[SOLVED] Excessive logs, filesystem full, fsck differences

This forum is dedicated to advanced help and support :

Ask here your questions about advanced usage of Mageia. For example you may post here all your questions about network and automated installs, complex server configurations, kernel tuning, creating your own Mageia mirrors, and all tasks likely to be touchy even for skilled users.

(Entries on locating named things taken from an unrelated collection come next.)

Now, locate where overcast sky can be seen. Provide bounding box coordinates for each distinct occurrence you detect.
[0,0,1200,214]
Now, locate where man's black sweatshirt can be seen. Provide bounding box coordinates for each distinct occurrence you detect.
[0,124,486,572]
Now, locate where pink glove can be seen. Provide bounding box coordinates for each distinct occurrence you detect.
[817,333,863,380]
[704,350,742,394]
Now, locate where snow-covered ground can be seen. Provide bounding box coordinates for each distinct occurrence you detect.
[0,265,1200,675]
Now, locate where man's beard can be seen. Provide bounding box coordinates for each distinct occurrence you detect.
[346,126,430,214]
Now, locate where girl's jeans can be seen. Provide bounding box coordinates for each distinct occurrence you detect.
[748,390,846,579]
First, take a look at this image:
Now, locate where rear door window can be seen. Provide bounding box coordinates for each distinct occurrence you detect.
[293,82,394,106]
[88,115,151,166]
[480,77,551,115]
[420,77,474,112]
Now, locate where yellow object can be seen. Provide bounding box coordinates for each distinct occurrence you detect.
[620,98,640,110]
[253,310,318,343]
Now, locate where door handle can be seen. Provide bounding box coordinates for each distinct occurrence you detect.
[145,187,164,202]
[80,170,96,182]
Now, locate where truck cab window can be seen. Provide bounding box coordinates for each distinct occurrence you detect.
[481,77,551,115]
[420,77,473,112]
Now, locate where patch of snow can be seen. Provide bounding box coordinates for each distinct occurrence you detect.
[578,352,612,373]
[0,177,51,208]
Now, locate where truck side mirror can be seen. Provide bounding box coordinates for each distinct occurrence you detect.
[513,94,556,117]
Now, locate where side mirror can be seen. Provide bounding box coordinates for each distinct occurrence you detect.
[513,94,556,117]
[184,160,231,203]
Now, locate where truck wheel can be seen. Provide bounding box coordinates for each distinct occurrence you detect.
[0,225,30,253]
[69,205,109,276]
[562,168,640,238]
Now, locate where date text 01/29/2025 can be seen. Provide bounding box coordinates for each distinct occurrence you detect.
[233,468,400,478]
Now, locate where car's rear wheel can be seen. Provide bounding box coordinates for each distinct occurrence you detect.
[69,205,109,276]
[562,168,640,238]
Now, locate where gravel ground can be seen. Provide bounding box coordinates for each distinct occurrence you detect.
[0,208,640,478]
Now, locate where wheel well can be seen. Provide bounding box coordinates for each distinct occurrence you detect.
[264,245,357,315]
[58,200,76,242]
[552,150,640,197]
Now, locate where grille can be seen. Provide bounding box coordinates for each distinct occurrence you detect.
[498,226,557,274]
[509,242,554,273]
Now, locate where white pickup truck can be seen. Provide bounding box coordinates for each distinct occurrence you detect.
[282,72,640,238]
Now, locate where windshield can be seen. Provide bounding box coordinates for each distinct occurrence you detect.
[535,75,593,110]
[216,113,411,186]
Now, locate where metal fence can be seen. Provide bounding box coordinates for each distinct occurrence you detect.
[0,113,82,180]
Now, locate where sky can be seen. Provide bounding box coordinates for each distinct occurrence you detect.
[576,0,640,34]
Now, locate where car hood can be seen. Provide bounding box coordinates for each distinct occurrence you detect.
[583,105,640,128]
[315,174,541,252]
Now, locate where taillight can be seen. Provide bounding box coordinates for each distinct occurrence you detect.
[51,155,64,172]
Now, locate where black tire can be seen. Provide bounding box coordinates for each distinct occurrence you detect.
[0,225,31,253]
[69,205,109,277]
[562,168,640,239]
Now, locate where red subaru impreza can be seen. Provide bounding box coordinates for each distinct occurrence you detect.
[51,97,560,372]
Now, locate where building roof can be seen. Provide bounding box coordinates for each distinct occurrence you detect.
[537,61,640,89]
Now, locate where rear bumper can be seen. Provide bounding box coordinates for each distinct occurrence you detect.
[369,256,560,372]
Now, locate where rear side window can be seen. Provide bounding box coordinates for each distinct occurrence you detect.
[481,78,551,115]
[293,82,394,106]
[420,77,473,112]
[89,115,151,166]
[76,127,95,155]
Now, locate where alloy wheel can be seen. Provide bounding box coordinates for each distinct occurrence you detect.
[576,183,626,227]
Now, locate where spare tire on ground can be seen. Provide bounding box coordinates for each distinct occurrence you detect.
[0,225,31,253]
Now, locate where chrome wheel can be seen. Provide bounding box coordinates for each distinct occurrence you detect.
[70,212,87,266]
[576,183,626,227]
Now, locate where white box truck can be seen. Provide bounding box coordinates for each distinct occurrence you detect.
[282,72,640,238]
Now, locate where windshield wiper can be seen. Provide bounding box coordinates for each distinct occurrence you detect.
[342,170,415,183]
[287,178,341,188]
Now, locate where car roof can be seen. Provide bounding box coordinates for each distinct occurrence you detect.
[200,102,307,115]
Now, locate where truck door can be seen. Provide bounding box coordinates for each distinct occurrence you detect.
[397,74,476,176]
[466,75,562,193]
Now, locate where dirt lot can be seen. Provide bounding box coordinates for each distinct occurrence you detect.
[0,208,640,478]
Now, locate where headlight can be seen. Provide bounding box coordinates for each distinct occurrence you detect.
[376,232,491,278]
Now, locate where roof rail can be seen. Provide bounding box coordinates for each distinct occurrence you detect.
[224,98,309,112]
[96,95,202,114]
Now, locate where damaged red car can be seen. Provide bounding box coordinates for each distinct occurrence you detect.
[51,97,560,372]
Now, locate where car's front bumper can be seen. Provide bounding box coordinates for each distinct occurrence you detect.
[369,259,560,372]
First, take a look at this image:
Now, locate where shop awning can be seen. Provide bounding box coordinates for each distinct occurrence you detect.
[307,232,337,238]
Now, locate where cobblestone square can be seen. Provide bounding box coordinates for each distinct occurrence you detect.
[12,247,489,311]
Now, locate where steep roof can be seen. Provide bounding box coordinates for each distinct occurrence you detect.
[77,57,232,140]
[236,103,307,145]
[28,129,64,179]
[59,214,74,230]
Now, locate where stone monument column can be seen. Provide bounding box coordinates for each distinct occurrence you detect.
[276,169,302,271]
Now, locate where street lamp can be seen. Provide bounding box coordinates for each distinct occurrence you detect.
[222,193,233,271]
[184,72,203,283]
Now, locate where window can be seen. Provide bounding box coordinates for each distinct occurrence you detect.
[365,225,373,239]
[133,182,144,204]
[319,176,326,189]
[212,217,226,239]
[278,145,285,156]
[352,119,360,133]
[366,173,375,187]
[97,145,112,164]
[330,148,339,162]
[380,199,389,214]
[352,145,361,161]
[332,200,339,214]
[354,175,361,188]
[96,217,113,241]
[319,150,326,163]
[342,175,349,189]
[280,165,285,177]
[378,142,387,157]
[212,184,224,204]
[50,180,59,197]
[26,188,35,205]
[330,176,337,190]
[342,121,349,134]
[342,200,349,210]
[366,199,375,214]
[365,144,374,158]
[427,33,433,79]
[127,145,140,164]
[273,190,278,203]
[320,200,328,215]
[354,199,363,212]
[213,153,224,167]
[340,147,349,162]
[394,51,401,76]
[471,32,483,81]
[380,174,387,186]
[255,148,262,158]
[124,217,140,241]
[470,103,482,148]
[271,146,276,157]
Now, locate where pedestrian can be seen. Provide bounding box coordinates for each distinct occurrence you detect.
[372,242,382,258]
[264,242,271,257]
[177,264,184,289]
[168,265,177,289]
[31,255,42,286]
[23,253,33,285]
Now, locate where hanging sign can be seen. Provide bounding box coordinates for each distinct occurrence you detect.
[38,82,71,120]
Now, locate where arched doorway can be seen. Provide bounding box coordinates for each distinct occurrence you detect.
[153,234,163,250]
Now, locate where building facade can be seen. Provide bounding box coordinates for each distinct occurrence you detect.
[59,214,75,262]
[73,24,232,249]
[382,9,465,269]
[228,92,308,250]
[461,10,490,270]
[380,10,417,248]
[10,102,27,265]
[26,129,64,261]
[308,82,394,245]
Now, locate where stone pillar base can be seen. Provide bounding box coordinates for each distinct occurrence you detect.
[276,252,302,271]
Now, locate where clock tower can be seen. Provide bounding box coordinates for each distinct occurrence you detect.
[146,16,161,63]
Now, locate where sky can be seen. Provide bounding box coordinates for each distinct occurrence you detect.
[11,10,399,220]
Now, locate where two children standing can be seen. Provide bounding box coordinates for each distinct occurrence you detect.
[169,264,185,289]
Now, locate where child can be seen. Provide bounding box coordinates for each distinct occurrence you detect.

[SOLVED] Excessive logs, filesystem full, fsck differences

Postby morgano » May 5th, '13, 13:54

EDIT, clearing things up
I had two problems:

1) root partition filled up because of excessive error messages caused by a USB thing that did not have its storage (microSD) inserted.
Upstream, assigned: https://bugzilla.kernel.org/show_bug.cgi?id=43191
I posted a bug so we keep track: https://bugs.mageia.org/show_bug.cgi?id=10038

2) For some reason differnet versions fsck said different about my filesystem.
Only the own system fsck found problems, a USB live system fixed the rest, and after deleting logs the system ran fine.
I have no energy to track that filesystem problem further.

/EDIT


This is my workstation (see sig)
It is always on, busy with torrenting mageia and processing for BOINC, when it dont spend a few cycles with me.
It is paused or rebooted maybe every other month or so for cleaning dust or other maintenance, or i just want quiet and peace ;)
I have been wondering how long a filesystem on a CCD may last as it is often writing, and how an error will express itself.
Maybe this is it, but i do not get any wiser, unfortunately.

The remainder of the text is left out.